« Pendant que ces travaux sont en cours, les embouteillages sont devenus importants. Mais ces difficultés ne sont pas inutiles. » Les mots de cette habitante de Kasangulu, résignée mais lucide, résument à eux seuls le quotidien d’une cité traversée par le souffle lourd du progrès. Sous la supervision de l’Agence congolaise des grands travaux (ACGT), le chantier de surélévation de la RN1 à Kasangulu ne connaît aucun répit. Chaque mètre gagné sur la chaussée est une promesse, mais aussi un sacrifice imposé à des milliers d’usagers qui, chaque jour, voient leur patience mise à rude épreuve.
Ce vendredi 15 mai, les équipes de l’entreprise SIC s’affairent au point kilométrique 22+100. Là, une batterie de buses est posée pour canaliser les eaux de pluie, responsables de l’éternelle dégradation de cet axe vital. Sur les 510 mètres à rehausser, il ne restait plus que 112 mètres en demi‑chaussée et 100 mètres en voie complète à ferrailler et à bétonner durant la nuit. Un travail d’orfèvre, mené sous la pression d’un calendrier qui promet une livraison pour le 24 mai 2026, selon les engagements de l’ACGT et de la Société des Péages du Congo (SOPECO).

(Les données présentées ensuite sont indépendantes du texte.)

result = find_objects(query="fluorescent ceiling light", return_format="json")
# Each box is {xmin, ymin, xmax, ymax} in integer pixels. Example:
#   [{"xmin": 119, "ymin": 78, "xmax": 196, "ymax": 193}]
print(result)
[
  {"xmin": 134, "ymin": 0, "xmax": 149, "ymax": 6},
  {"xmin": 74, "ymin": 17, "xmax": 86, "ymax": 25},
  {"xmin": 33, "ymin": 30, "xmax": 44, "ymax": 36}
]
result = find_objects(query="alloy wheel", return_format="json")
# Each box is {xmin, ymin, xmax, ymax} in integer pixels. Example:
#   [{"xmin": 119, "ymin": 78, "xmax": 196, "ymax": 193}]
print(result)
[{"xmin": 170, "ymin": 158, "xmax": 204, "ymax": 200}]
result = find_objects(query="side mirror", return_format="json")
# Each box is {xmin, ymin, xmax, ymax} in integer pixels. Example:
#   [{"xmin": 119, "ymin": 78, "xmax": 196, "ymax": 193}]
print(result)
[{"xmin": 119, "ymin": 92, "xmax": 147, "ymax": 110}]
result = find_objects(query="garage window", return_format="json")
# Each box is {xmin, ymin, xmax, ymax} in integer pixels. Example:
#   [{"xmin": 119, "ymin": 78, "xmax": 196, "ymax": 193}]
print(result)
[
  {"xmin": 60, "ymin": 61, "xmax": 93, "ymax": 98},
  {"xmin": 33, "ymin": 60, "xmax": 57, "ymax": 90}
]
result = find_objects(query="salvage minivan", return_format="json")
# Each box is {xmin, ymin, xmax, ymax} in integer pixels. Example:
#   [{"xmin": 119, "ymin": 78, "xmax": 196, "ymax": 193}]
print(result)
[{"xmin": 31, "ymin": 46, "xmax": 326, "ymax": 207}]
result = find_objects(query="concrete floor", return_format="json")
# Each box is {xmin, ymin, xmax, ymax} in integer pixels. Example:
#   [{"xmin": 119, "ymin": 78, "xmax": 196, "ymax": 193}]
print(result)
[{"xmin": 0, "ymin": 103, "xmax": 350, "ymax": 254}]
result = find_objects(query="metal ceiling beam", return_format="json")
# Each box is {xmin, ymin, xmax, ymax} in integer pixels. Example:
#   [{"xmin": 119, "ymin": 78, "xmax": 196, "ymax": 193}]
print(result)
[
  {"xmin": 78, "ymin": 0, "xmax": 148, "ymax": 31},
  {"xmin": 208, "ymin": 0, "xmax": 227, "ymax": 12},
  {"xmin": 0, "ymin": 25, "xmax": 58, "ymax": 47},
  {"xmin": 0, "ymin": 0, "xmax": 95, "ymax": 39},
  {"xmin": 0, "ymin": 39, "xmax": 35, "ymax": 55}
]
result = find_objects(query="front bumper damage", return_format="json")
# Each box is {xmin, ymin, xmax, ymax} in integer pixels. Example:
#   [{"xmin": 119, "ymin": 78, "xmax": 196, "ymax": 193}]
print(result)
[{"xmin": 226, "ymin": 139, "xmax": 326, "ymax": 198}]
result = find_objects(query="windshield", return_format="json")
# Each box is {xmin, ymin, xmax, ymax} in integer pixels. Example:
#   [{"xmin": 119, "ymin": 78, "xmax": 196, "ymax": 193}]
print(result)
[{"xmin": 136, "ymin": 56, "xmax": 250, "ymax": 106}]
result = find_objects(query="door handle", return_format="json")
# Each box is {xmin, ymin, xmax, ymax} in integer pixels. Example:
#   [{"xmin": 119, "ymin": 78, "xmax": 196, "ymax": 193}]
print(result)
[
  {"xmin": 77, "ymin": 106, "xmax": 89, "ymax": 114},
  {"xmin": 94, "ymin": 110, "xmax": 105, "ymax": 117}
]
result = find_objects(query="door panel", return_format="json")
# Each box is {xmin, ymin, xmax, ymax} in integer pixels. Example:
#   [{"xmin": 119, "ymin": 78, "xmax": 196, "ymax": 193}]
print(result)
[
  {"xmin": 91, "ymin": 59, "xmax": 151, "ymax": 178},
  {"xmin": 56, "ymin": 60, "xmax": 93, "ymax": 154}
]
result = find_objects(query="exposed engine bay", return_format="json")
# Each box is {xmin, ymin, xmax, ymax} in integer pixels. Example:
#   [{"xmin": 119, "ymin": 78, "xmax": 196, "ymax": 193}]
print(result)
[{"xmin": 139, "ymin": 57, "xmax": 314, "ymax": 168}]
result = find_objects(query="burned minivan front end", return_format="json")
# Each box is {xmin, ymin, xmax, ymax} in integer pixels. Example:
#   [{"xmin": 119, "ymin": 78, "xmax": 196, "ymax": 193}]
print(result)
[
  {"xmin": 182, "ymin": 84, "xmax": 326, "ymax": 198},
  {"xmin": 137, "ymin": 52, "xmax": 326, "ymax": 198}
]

Mais en attendant, la note est salée. Les embouteillages à Kasangulu s’étirent sur des kilomètres, transformant chaque déplacement en épreuve. Les conducteurs de poids lourds rongent leur frein, les commerçants voient leurs marchandises pourrir sur place, et les familles issues des quartiers périphériques rentrent chez elles à la nuit tombée. Combien de temps faudra‑t‑il encore serrer les dents ? La question ne se pose plus en termes d’heures, mais de semaines. La société civile locale, tout en reconnaissant la légitimité des plaintes, appelle à « prendre son mal en patience », convaincue que le gain final effacera les souffrances d’aujourd’hui.
« Pendant que ces travaux sont en cours, les embouteillages sont devenus importants. Mais ces difficultés ne sont pas inutiles. Nous devons prendre notre mal en patience, car à la fin, nous en serons satisfaits. »

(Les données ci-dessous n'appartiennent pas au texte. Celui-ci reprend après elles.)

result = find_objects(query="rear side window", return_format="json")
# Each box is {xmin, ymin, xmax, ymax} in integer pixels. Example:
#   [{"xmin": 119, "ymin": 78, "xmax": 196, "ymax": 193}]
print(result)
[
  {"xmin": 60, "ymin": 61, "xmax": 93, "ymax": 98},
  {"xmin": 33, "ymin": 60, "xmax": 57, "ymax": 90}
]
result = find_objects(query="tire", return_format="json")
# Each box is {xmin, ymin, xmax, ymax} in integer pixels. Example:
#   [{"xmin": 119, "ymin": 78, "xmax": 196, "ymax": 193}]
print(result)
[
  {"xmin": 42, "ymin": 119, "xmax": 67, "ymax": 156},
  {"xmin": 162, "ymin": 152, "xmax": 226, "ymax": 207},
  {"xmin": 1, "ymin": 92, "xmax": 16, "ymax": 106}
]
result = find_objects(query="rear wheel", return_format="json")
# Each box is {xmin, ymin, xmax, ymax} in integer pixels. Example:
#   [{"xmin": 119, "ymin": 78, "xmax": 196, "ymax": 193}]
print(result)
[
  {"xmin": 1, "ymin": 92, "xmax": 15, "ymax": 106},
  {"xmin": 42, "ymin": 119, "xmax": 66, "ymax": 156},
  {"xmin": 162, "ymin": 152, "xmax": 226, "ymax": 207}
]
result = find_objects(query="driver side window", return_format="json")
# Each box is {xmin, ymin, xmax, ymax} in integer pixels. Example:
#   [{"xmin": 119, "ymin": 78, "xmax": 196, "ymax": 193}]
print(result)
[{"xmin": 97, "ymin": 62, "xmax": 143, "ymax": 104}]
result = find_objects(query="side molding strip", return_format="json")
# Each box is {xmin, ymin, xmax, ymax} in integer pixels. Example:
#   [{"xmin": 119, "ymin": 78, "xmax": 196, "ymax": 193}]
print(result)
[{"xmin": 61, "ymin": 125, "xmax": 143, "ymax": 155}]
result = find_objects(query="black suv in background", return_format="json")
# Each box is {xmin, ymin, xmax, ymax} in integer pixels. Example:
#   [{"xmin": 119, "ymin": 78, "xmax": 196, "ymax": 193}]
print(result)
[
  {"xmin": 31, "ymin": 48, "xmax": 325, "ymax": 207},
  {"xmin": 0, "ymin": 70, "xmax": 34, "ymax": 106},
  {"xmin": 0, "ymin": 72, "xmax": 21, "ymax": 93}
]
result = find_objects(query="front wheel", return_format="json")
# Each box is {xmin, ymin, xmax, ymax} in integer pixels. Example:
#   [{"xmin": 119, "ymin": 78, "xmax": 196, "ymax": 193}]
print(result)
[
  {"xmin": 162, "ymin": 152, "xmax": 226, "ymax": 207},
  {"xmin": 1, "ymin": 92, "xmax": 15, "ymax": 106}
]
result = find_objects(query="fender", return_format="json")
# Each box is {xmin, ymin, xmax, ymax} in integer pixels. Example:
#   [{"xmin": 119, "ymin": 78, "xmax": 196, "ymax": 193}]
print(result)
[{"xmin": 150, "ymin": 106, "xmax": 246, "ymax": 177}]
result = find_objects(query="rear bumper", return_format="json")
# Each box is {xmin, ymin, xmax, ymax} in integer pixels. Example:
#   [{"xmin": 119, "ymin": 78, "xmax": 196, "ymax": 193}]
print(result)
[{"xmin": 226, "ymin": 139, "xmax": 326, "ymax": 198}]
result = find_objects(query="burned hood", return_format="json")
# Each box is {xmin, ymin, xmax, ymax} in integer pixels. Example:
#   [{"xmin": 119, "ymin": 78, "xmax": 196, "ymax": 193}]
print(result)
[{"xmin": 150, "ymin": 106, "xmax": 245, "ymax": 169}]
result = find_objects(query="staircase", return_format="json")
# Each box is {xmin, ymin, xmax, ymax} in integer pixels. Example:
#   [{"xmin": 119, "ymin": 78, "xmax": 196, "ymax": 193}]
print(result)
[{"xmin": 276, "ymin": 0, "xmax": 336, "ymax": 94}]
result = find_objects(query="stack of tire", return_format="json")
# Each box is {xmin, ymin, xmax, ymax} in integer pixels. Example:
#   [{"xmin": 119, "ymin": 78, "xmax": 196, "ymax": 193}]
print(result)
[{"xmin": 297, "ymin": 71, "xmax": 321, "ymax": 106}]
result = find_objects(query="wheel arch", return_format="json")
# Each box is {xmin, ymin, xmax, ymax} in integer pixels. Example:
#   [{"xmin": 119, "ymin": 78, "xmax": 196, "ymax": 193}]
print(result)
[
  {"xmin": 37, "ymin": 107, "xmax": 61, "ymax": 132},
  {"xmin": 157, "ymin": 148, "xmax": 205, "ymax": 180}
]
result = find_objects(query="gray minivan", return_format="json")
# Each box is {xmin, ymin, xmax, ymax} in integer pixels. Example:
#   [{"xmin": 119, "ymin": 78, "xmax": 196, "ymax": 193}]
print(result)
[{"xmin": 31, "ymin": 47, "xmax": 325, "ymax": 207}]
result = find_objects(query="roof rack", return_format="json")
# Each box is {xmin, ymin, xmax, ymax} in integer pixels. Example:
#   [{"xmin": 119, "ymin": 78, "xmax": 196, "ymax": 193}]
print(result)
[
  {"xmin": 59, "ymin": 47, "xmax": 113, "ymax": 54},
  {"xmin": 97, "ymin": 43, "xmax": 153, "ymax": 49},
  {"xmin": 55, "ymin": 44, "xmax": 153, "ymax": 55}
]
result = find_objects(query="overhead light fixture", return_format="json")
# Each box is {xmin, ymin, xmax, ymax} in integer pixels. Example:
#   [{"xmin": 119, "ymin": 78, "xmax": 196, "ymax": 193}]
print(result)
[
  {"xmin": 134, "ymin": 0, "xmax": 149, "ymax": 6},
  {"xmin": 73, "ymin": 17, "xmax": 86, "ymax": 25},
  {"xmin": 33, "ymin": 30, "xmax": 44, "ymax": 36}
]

Derrière cette voix, c’est toute une communauté qui mise sur une transformation radicale de la Route Nationale 1 au Kongo Central. L’objectif affiché par les autorités est ambitieux : faire évoluer ce corridor économique vers une configuration à 2×2 bandes, garante d’une fluidité retrouvée. Un dessein qui s’inscrit dans le vaste Programme Sino‑Congolais, où l’ACGT joue le rôle de vigie technique, veillant au respect des délais et des normes.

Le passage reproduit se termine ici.